Based on the study's findings, and to help address issues surrounding access to resources and opportunities, the academy has committed to taking further action through a donation totaling $50,000 to five organizations that support the growth of women and girls in music: Beats by Girlz, Femme It Forward, Girls Make Beats, She Is the Music, and Women's Audio Mission. Each advocacy group will receive a $10,000 grant to further its mission.

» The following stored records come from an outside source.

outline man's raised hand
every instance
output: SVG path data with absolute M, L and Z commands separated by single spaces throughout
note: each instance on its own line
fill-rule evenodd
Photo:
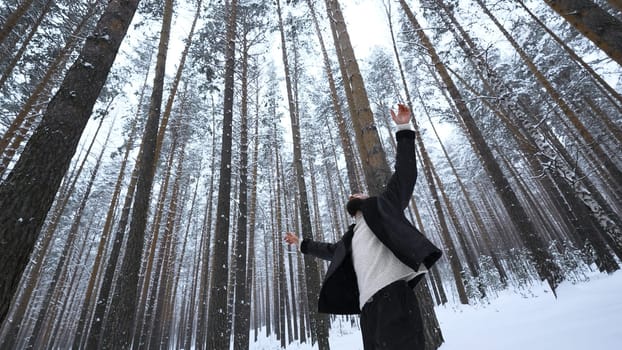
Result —
M 410 121 L 410 109 L 401 103 L 397 104 L 397 114 L 391 109 L 391 118 L 397 125 L 407 124 Z
M 298 236 L 296 236 L 296 234 L 294 234 L 293 232 L 287 232 L 285 233 L 285 242 L 287 242 L 288 244 L 298 245 L 300 240 L 298 239 Z

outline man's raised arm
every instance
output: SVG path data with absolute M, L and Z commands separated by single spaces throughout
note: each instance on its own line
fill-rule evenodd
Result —
M 397 113 L 391 109 L 391 118 L 395 122 L 397 132 L 397 151 L 395 171 L 382 194 L 387 201 L 399 205 L 401 209 L 408 206 L 417 181 L 417 163 L 415 159 L 415 132 L 410 123 L 410 109 L 398 104 Z

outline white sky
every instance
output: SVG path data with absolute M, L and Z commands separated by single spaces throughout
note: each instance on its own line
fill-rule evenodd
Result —
M 342 1 L 344 19 L 357 58 L 364 58 L 374 46 L 391 47 L 388 22 L 382 1 Z M 394 19 L 394 26 L 397 20 Z

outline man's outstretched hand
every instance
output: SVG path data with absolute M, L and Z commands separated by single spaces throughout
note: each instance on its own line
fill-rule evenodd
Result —
M 407 124 L 410 121 L 410 109 L 405 105 L 398 103 L 397 104 L 397 114 L 391 109 L 391 118 L 395 124 Z
M 285 242 L 287 242 L 288 244 L 298 245 L 298 243 L 300 243 L 300 240 L 298 239 L 298 236 L 296 236 L 293 232 L 287 232 L 285 233 Z

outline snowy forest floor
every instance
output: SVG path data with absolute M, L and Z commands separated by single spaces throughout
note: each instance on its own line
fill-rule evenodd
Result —
M 622 271 L 594 273 L 587 281 L 564 282 L 557 299 L 544 284 L 507 290 L 477 305 L 436 308 L 445 343 L 440 350 L 619 350 L 622 349 Z M 252 336 L 252 335 L 251 335 Z M 360 330 L 335 322 L 331 349 L 363 349 Z M 279 349 L 263 338 L 251 349 Z M 292 343 L 288 350 L 317 349 Z

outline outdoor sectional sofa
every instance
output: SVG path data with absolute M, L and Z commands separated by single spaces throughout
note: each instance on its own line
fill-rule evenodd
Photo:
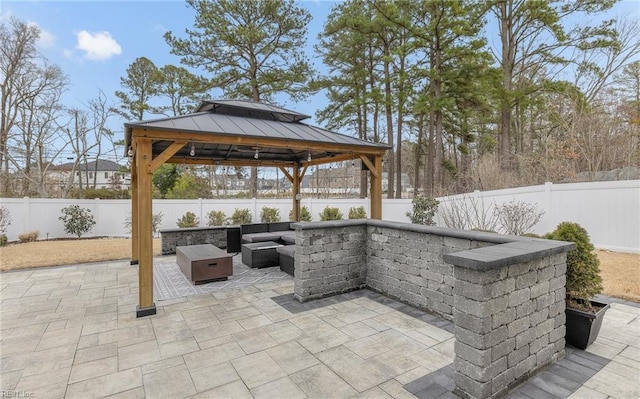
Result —
M 294 254 L 296 233 L 291 229 L 289 222 L 255 223 L 240 226 L 242 244 L 256 244 L 273 242 L 281 246 L 275 248 L 280 269 L 290 275 L 294 275 Z M 252 251 L 250 246 L 244 246 L 243 251 Z M 256 250 L 260 250 L 257 248 Z M 255 258 L 254 255 L 246 255 L 247 259 Z M 258 262 L 260 264 L 260 262 Z

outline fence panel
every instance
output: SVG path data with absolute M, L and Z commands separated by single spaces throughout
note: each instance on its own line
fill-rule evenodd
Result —
M 544 216 L 533 229 L 544 234 L 553 230 L 562 221 L 580 223 L 591 235 L 593 243 L 604 249 L 625 252 L 640 252 L 640 180 L 613 182 L 590 182 L 574 184 L 546 183 L 538 186 L 519 187 L 494 191 L 474 191 L 472 193 L 438 198 L 441 206 L 461 198 L 476 198 L 485 207 L 501 206 L 510 201 L 524 201 L 535 204 Z M 40 231 L 40 238 L 66 237 L 62 221 L 58 220 L 62 208 L 78 204 L 91 210 L 96 225 L 91 231 L 95 236 L 129 236 L 125 227 L 126 218 L 131 215 L 129 200 L 72 200 L 44 198 L 3 198 L 0 204 L 9 209 L 12 223 L 7 230 L 9 241 L 18 235 L 34 230 Z M 325 199 L 305 198 L 302 205 L 309 208 L 313 220 L 327 207 L 337 207 L 346 219 L 351 207 L 364 206 L 371 215 L 369 199 Z M 200 218 L 200 225 L 207 225 L 207 213 L 223 211 L 230 217 L 235 209 L 248 208 L 253 222 L 260 221 L 263 207 L 277 208 L 281 220 L 289 220 L 290 199 L 227 199 L 227 200 L 154 200 L 153 212 L 162 212 L 160 228 L 175 228 L 177 220 L 187 211 Z M 411 211 L 411 200 L 384 199 L 383 219 L 408 222 L 407 212 Z M 437 215 L 439 226 L 444 226 Z

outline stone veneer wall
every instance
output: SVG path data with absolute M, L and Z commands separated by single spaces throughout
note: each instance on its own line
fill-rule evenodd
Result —
M 367 281 L 364 224 L 296 232 L 294 295 L 306 301 L 364 288 Z
M 524 246 L 504 244 L 505 252 L 518 244 Z M 458 254 L 445 259 L 465 263 Z M 454 267 L 460 396 L 502 396 L 564 356 L 565 272 L 564 252 L 505 266 L 485 261 Z
M 183 245 L 213 244 L 220 249 L 227 248 L 227 226 L 187 227 L 160 230 L 162 255 L 176 253 L 176 247 Z
M 502 396 L 564 355 L 573 244 L 378 220 L 292 227 L 298 300 L 366 286 L 453 320 L 461 397 Z

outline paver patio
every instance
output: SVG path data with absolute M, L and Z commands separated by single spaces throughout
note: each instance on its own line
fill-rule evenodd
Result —
M 128 261 L 0 274 L 4 396 L 455 397 L 452 323 L 360 290 L 308 303 L 293 280 L 157 301 Z M 587 351 L 510 397 L 640 397 L 640 308 L 613 303 Z

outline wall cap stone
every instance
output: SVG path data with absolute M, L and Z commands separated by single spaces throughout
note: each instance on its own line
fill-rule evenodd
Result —
M 572 242 L 534 238 L 444 254 L 442 259 L 454 266 L 489 270 L 565 253 L 574 248 Z
M 227 229 L 229 227 L 240 227 L 240 226 L 198 226 L 198 227 L 177 227 L 175 229 L 162 229 L 160 230 L 160 234 L 162 233 L 179 233 L 182 231 L 203 231 L 203 230 L 222 230 Z

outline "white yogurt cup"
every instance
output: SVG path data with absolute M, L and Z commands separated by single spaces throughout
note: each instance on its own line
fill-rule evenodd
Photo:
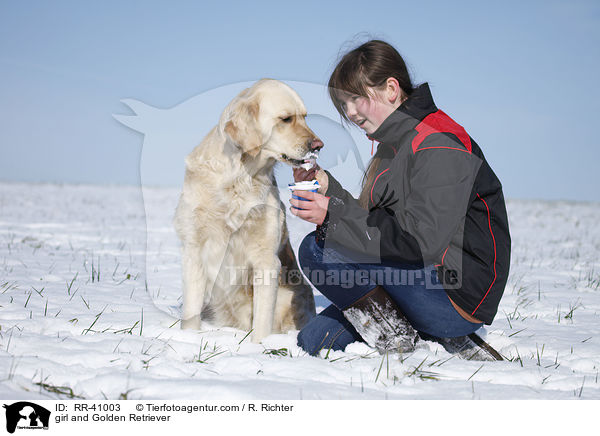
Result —
M 316 180 L 304 181 L 304 182 L 296 182 L 296 183 L 288 183 L 288 189 L 290 190 L 290 192 L 292 192 L 292 191 L 317 192 L 317 190 L 319 189 L 319 187 L 320 187 L 319 182 L 317 182 Z M 297 195 L 294 195 L 293 193 L 292 193 L 292 198 L 295 198 L 296 200 L 309 201 L 309 200 L 307 200 L 305 198 L 298 197 Z M 292 207 L 294 209 L 304 210 L 304 209 L 296 207 L 296 206 L 292 206 Z

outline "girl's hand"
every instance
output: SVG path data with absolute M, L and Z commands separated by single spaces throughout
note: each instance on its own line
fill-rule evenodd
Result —
M 306 171 L 304 168 L 294 168 L 292 171 L 294 173 L 295 182 L 304 182 L 317 179 L 319 182 L 319 194 L 324 195 L 327 192 L 327 188 L 329 187 L 329 177 L 319 165 L 315 164 L 315 166 L 308 171 Z
M 305 198 L 308 201 L 290 198 L 290 203 L 292 203 L 292 206 L 295 206 L 290 208 L 292 215 L 296 215 L 313 224 L 323 224 L 325 215 L 327 215 L 327 208 L 329 207 L 329 197 L 311 191 L 293 191 L 293 195 Z

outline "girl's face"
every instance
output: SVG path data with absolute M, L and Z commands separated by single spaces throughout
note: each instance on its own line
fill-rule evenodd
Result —
M 376 131 L 383 121 L 400 105 L 390 101 L 385 91 L 368 88 L 371 97 L 341 91 L 338 94 L 342 109 L 354 124 L 370 134 Z

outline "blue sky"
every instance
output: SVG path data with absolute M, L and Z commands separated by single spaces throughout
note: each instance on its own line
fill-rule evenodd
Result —
M 508 198 L 600 201 L 594 1 L 2 1 L 0 180 L 140 183 L 143 136 L 112 116 L 131 113 L 122 99 L 168 109 L 261 77 L 325 84 L 369 36 L 430 84 Z

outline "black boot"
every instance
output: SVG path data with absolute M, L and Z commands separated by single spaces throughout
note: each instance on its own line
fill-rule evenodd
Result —
M 382 286 L 377 286 L 342 313 L 367 345 L 382 354 L 415 349 L 417 332 Z

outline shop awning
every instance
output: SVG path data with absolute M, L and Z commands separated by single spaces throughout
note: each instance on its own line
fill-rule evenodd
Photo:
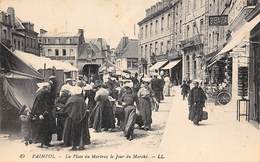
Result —
M 171 69 L 171 68 L 175 67 L 179 62 L 181 62 L 181 59 L 180 60 L 171 61 L 165 67 L 163 67 L 162 69 L 163 70 Z
M 18 50 L 16 50 L 14 53 L 19 59 L 24 61 L 26 64 L 30 65 L 35 70 L 40 70 L 44 68 L 51 69 L 55 67 L 57 70 L 64 70 L 64 72 L 78 71 L 78 69 L 72 66 L 70 63 L 51 60 L 50 58 L 39 57 L 34 54 Z
M 260 14 L 249 22 L 246 22 L 242 27 L 240 27 L 236 32 L 232 34 L 231 41 L 212 59 L 217 60 L 221 58 L 221 55 L 232 50 L 239 44 L 243 42 L 250 35 L 250 31 L 260 22 Z
M 163 65 L 165 65 L 168 61 L 165 60 L 165 61 L 159 61 L 157 63 L 155 63 L 152 67 L 150 67 L 150 70 L 156 70 L 156 69 L 159 69 L 161 68 Z

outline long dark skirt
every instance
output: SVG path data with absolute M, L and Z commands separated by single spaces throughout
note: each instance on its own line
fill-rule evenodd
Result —
M 115 128 L 115 117 L 111 103 L 108 100 L 98 101 L 90 115 L 90 126 L 97 132 L 102 128 Z
M 134 133 L 136 109 L 134 106 L 125 107 L 124 136 L 130 137 Z
M 152 108 L 150 97 L 140 97 L 138 110 L 142 117 L 145 128 L 151 129 L 152 124 Z
M 90 144 L 87 118 L 79 123 L 67 118 L 64 125 L 63 142 L 65 146 L 83 147 Z
M 194 124 L 198 124 L 202 120 L 203 104 L 195 103 L 189 108 L 189 120 Z

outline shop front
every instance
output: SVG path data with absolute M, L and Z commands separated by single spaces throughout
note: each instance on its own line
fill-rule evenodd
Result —
M 182 83 L 182 60 L 172 60 L 166 66 L 162 68 L 165 74 L 168 74 L 174 85 L 180 85 Z
M 249 64 L 249 119 L 260 124 L 260 24 L 250 33 L 250 64 Z

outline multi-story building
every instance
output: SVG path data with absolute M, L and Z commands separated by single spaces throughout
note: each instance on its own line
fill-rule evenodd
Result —
M 116 66 L 132 74 L 138 72 L 138 40 L 123 37 L 115 50 Z
M 209 16 L 228 15 L 226 26 L 209 26 L 208 53 L 216 55 L 209 61 L 209 80 L 215 84 L 226 83 L 233 101 L 240 95 L 239 69 L 248 68 L 250 52 L 249 32 L 242 40 L 239 37 L 246 33 L 246 17 L 256 4 L 256 0 L 211 0 L 208 4 Z
M 16 17 L 14 8 L 9 7 L 7 12 L 0 13 L 0 31 L 1 42 L 11 50 L 39 55 L 38 33 L 34 31 L 34 24 Z
M 88 79 L 98 77 L 100 67 L 111 61 L 110 46 L 103 38 L 86 39 L 77 58 L 78 68 Z
M 138 23 L 142 72 L 160 71 L 169 61 L 181 58 L 178 42 L 183 36 L 183 5 L 182 0 L 163 0 L 146 9 L 145 18 Z M 169 66 L 165 71 L 180 82 L 182 68 L 174 68 Z
M 183 78 L 203 79 L 203 57 L 208 48 L 208 1 L 185 0 L 183 31 Z
M 40 30 L 41 56 L 68 62 L 75 67 L 78 67 L 77 58 L 84 43 L 83 29 L 78 29 L 77 33 L 50 33 L 43 29 Z

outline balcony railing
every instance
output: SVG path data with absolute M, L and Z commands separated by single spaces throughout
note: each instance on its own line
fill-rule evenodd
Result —
M 188 48 L 195 45 L 200 45 L 203 43 L 203 34 L 197 34 L 191 38 L 181 41 L 183 48 Z

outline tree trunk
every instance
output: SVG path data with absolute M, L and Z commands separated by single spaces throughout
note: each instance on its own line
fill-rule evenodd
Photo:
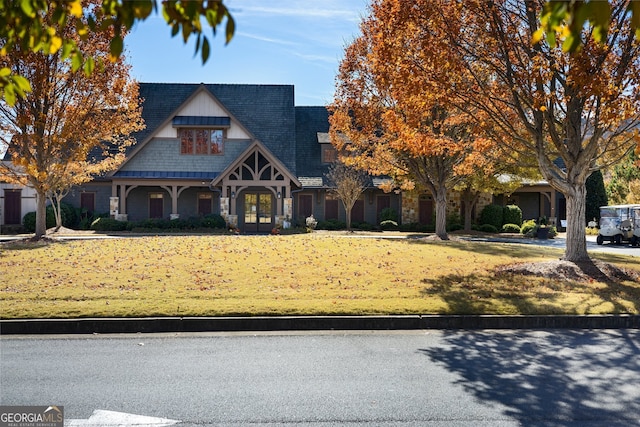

Addressing women's representation in music has been a longstanding priority for the Recording Academy. In 2019, the organization launched Women in the Mix, which prompted hundreds of music professionals and organizations to pledge to consider at least two women in the selection process every time a producer or engineer is hired. Also in 2019, the academy pledged to double the number of women voters by 2025, and has reached 60 percent of that goal by adding 1,414 new women voting members to its membership. In 2021, the academy donated a total of $25,000 total to five charities and organizations that support the growth of women and girls in production and engineering: Gender Amplified, the Berklee Institute of Jazz and Gender Justice, We Are Moving the Needle, Time's Up, and Women's Audio Mission.
The Women in the Mix study was authored by Erin Barra, Mako Fitts Ward, Lisa M. Anderson, and Alaysia M. Brown. The report was created with the highest level of accessibility standards to ensure equal access for all individuals.